New tailings research facility in Port Melbourne

newsroom-article.jpg

Weir Minerals has announced a new technology investment in Australia, which the company says will aid the development of tailings-based products and solutions for the Australian mining industry.

The investment in a new facility now known as the Weir Technical Centre (WTC) in Melbourne will house a team focussed on tailings products as well as pipeline transport systems.

Weir Minerals Regional Managing Director for Asia Pacific said Terese Withington said the company was responding to customers that had been looking for solutions for the safe transport, storage and disposal or use of tailings as a resource.

“As an extension of our ongoing tailings solutions activities led by our experts in Venlo in the Netherlands, we aim to help our customers reduce their environmental impact including a reduction in the use of water, and recycling or using their tailings by converting them into construction materials,” she said.

The tailings and pipeline systems (TAPS) research and development can also specify systems for handling surface tailings, concentrates, ore and water, as well as the production and transport of concrete for the construction industry.

“To help our customers minimise their environmental impact, our TAPS research and development can also help specify for the manufacture and transport of backfill products from tailings, and the recovery of water from tailings slurries,” Withington said.

General Manager Operations and Development of WTC Nils Steward said he was pleased to be working with the global Weir Minerals group.

“The team in Port Melbourne will continue to provide the services our existing customers know and expect and all on-going and future projects will be seen through to completion,” he said.

“We are very excited by the opportunity for continuous improvement in providing innovative solutions for our customers with Weir Minerals.”

The closed loop pipeline at the WTC will allow Weir Minerals to monitor flow rates, temperatures, pressures, solid concentrations and power requirements through the system.

In addition, hydrocyclone, centrifuge and dewatering technologies can be extensively tested in house, where research and development activity will help Weir’s customers determine the best solution for their specific site, helping to reduce their costs and risk.

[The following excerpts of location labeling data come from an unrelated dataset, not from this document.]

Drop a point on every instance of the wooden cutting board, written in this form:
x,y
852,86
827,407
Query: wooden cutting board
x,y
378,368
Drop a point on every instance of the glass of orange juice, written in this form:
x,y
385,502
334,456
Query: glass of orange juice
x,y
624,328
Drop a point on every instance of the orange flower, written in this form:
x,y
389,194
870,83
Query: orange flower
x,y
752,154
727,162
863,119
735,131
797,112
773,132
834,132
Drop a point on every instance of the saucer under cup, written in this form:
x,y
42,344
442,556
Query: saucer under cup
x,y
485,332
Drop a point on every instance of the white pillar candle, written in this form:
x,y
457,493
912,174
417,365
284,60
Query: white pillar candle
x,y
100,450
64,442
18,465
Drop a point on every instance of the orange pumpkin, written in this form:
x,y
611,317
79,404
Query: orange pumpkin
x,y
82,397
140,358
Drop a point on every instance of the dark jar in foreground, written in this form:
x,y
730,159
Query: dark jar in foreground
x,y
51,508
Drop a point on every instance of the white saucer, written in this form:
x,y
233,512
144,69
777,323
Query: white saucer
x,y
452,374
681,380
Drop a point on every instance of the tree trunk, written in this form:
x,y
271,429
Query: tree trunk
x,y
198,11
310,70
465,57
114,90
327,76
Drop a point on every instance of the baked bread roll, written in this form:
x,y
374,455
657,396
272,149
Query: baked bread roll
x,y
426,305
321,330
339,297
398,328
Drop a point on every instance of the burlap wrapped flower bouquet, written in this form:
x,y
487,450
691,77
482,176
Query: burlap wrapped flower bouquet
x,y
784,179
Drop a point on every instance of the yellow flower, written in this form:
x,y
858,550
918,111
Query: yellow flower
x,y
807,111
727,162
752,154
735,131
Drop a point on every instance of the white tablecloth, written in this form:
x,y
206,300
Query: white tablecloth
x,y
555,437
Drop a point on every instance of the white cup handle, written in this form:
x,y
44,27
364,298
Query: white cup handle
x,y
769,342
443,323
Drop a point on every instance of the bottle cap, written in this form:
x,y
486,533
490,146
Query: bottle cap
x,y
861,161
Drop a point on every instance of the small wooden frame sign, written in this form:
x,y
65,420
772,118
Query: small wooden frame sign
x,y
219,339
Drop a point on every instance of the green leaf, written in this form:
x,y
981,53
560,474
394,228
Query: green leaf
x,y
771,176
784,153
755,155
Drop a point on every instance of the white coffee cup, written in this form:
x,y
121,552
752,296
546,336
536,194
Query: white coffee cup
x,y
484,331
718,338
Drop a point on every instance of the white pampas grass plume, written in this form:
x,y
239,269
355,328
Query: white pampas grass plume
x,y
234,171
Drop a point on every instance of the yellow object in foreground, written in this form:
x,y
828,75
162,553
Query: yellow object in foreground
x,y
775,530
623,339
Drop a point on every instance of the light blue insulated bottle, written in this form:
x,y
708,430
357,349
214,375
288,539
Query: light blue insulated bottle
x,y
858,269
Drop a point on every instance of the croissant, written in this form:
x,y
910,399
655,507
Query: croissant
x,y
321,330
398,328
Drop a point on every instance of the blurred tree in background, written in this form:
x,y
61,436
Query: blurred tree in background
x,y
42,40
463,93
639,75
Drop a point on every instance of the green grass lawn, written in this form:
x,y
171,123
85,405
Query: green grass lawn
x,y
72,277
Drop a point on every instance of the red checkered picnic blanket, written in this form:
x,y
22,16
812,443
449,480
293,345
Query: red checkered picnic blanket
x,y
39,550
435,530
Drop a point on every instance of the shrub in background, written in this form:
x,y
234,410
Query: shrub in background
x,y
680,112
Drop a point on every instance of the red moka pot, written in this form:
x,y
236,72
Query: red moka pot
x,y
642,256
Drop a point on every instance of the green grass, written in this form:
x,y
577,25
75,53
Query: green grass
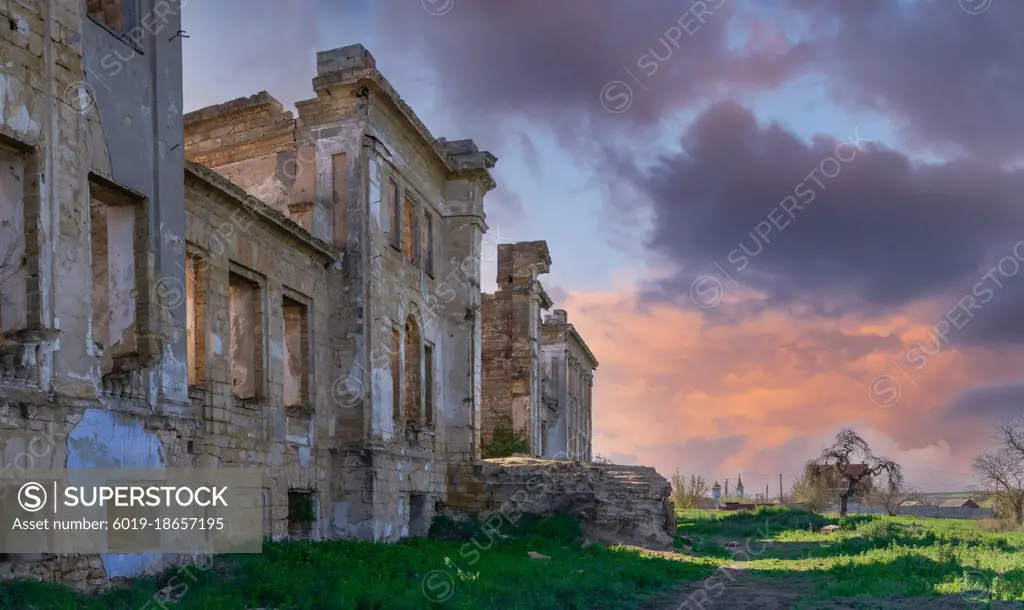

“The research analyses and predicts the behaviour of all slurries, and can report on flow behaviour, rheology, laminar flow settling and dewatering and separation of slurries through cyclones, centrifuges and vibrating screens,” a spokesperson for Weir said.

“Using the data generated by the WTC test loop, our specialists are able to specify tailings products and plant development to suit our customers’ site-specific environmental and operational conditions, as well as perform transient and stress analysis for pipeline installations and evaluation of materials and fittings.

“We can help our customers reduce risk by providing them the opportunity to perform pilot plant test work using equipment similar to that which would be used on their site.”

Nils Steward said power consumption was often the single biggest expense in minerals production, but “by utilising the technology available through the WTC, we can provide analysis to determine optimum pipeline configuration which includes appropriately sized pumps, motors and pipes to reduce the amount of energy wasted in slurry transportation.”

“Reducing energy waste is beneficial not just to the operators bottom line, but to the environment,” he said.